Two-tenths is shaved off the Cali T’s 100kmph time, now taking 3.5 seconds. The excellent 7-speed twin-clutch gearbox shifts harder and faster, both up and down the ratios, and aids in getting to 200kmph in just 10.8 seconds. Top speed is over 320kmph. Oh, and you also get a cruising range of 740km, handy when racing a speedboat back to St Tropez. It also sounds harder and more powerful, engineers making a big deal of the aural quality aided by an electronic flap in the exhaust that remains closed to be ‘socially-responsible’ at idle shouting out a strong soundtrack when the throttle is depressed more than 50 per cent or in Sport mode.
We didn’t drive the Portofino in Portofino, it’s the off season in the Italian Riviera and so we landed up in Bari on the south-eastern coast of Italy where the roads were the worst I’ve experienced in all of Europe. On the plus side though I can tell you with complete conviction that the Portofino will work very well in India. Stick the F1-inspired Manettino in Comfort and the ride quality over broken roads for a 591bhp sportscar is astonishingly good. There’s 120mm of ground clearance and short overhangs so there’s no need to worry about the nose grinding on road imperfections, so much so that it doesn’t get or need a nose lifting mechanism like on the 488. And when you’re in the mood to drive a Ferrari like a Ferrari ought to, sticking Manettino in Sport, there’s still a bumpy road mode for the suspension that gives you great ride while sharpening the exhaust note, steering, gearbox and engine responses.
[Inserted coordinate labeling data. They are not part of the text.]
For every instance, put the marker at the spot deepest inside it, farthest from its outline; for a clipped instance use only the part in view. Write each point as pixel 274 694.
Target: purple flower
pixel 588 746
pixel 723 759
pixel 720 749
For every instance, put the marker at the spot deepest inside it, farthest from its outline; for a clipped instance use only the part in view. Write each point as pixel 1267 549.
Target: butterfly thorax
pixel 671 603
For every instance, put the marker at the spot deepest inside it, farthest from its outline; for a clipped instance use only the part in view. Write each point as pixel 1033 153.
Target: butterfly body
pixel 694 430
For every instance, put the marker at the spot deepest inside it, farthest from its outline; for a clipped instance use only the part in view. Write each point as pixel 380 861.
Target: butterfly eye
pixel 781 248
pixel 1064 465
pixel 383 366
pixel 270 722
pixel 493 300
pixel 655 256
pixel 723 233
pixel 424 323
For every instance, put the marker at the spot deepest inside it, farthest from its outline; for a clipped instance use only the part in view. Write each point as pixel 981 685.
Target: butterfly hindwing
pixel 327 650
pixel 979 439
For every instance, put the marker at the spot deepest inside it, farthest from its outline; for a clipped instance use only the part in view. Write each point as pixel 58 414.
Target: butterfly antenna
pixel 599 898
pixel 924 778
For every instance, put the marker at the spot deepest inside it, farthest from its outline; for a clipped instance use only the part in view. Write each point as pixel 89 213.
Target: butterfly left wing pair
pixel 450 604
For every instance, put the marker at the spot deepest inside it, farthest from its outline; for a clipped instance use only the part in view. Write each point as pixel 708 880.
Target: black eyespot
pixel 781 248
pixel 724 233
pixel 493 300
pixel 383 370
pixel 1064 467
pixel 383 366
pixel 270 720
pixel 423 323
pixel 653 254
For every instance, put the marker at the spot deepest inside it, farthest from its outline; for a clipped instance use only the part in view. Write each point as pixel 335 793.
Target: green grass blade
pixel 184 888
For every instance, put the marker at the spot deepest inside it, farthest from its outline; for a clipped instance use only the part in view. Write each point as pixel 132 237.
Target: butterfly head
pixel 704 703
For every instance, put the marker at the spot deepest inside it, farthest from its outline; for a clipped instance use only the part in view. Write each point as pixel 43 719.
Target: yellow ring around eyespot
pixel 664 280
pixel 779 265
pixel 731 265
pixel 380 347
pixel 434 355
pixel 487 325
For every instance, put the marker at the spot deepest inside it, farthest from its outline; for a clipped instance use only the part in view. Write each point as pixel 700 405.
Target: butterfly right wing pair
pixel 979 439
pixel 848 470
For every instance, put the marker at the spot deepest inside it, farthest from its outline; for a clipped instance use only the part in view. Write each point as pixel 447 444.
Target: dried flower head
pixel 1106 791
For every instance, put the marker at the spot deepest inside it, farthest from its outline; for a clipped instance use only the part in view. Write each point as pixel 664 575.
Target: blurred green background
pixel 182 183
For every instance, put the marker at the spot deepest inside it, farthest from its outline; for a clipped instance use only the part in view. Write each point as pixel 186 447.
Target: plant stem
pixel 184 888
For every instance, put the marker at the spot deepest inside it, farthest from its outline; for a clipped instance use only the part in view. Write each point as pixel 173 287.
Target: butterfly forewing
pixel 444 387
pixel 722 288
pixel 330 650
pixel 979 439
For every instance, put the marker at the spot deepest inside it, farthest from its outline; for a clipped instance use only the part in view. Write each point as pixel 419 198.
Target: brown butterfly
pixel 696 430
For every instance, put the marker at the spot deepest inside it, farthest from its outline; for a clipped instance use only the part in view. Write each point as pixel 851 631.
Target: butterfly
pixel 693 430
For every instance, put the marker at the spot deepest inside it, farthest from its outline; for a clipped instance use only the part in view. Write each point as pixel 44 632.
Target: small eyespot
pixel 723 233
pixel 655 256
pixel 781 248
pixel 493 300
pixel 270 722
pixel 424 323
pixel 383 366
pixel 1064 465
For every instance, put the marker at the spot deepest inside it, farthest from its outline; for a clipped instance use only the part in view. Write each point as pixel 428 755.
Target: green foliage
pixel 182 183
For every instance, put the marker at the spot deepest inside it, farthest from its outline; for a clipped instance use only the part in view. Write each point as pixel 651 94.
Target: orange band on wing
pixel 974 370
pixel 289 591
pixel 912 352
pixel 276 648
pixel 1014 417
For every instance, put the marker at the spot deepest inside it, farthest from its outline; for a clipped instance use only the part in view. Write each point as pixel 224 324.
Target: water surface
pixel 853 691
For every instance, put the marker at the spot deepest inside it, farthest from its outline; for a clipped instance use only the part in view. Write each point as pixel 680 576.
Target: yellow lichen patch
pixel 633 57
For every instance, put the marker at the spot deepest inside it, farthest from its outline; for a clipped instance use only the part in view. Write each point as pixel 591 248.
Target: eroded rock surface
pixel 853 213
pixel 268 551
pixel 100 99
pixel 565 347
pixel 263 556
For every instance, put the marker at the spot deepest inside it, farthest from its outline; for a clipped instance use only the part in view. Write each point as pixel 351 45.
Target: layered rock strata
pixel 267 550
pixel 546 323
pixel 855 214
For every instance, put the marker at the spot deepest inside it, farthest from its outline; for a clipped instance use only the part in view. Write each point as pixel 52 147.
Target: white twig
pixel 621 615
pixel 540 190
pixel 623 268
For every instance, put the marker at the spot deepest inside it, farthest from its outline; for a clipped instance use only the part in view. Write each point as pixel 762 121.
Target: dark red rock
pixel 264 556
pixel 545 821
Add to that the Portofino is very easy to drive. Like all Ferraris the steering is incredibly quick, 7 per cent quicker than the California’s, and the unintended side effect is that dodging potholes needs the merest suggestion on the steering wheel. It does make the car slightly too busy and requiring more concentration at motorway speeds but you get used to it.
Not only were the roads poor but it also rained on our drive making the roads greasy and slippery. With sturdy centuries-old stone walls lining the narrow roads caution was the order of the day but I can tell you that the light steering allied to the uncanny absence of body roll does feel aloof when pushing on. Just when you go from six-tenths to nine-tenths, want to be dialed into the entire experience, the Portofino filters out that last layer of detail. And without the safety net of Side Slip Control I didn’t attempt oversteering it on these roads.
Then again if you want a slide-slipping Ferrari there’s the 488 GTB. What’s remarkable about the Portofino is that despite the hardcore performance you can drive it at a relaxed pace. It engages you at moderate speeds; it flows, there is compliance in the damping and the cabin is plush. Top up it will rush through the Cote de Azure getting you from the French to Italian Riviera at great speeds. Top down it feels at home with the rich and famous soaking in the sun in Portofino. It’s a stretch imagining one using a Ferrari everyday, but as an everyday Ferrari the Portofino is spot on.